Amnesty International has accused Israel of carrying out a campaign of "ethnic cleansing" of Palestinian Bedouin communities from the occupied West Bank, with the intention of annexing the territory. The human rights organization's new 150-page report alleges that the forced displacement of these communities is a result of concerted state policy, not solely the actions of settlers.
The report found that Israeli authorities were committing the crime against humanity of forcible transfer through a "state-driven campaign of ethnic cleansing targeting Palestinian Bedouin and herding communities in Area C of the occupied West Bank." Area C makes up around 60 percent of the total area of the West Bank and is under the military and civil control of Israeli authorities.
According to Amnesty’s report, the Israeli government has expanded gun licenses and the number of armed settlers in the area, increased funding for illegal settlements, and accelerated the construction of settlements and the legalization of outposts. Outposts are settlements built in contravention of Israeli law, which are increasingly being legalized by the authorities, though all Israeli settlements in the West Bank are illegal under international law.

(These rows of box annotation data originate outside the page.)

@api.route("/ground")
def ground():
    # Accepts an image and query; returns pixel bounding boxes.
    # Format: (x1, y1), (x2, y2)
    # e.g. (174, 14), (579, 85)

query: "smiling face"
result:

Agnes Callamard, the head of Amnesty International, stated that "Over the past three and a half years Israeli authorities have accelerated a state-sponsored campaign of ethnic cleansing in the West Bank, uprooting, dispossessing and forcibly transferring Palestinian communities." She emphasized that "This is not the work of rogue actors or what the international community has repeatedly labelled as extremist settlers, organisations or one or two ministers." Callamard added, "What we are witnessing is deliberate, state-led annexation, in complete violation of international law unfolding before the eyes of the entire world."